Engineering
Building @reetesh/sudoku-engine
BitGrid masks, MRV backtracking, unique-solution generation, technique-based difficulty, and v2 variants (6×6, Sudoku X, Hyper).
I built the Sudoku game on iamreetesh.com before I extracted the logic into an npm package. That order mattered. The UI felt like the product until I spent a week fixing puzzles that looked fine but had two solutions, or hints that spoiled half the grid.
The engine now lives in its own repo: @reetesh/sudoku-engine v2.0.0 on npm, sudoku-engine on GitHub. Zero runtime dependencies. Works in Node and the browser. This site uses v2 for classic and variant modes.
What the library has to do
These were non-negotiable:
- Generate puzzles with exactly one solution
- Hit clue-count ranges per difficulty (easy through expert)
- Validate moves fast enough for every keystroke
- Solve grids quickly enough for hints and import checks
- Stay UI-free — React on the site is a consumer, not the owner
If generation and solving disagree about what a valid puzzle is, you get bugs that only show up in production. I learned that the hard way when an early generator passed hasUniqueSolution in tests but failed on symmetric layouts under load.

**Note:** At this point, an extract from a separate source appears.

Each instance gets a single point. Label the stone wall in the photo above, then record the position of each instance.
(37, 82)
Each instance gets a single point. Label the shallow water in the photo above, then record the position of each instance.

Public API: a 9×9 grid, not a clever internal shape
Consumers work with a plain Board:
type Board = (1 | 2 | 3 | 4 | 5 | 6 | 7 | 8 | 9 | null)[][];null is empty. Givens and player entries are digits 1–9. That is it. No bitmasks in the public API, no flat index math in app code.
Internally I convert to a BitGrid when solving or carving puzzles. Keeping the external shape boring made the React game and the npm package easier to reason about. I wrote more about that split in Lessons Learned Building a TypeScript Library.
Helpers like boardToString, stringToBoard, and createEmptyBoard exist because Sudoku strings (81 chars, . or 0 for blank) show up everywhere — puzzle banks, imports, tests.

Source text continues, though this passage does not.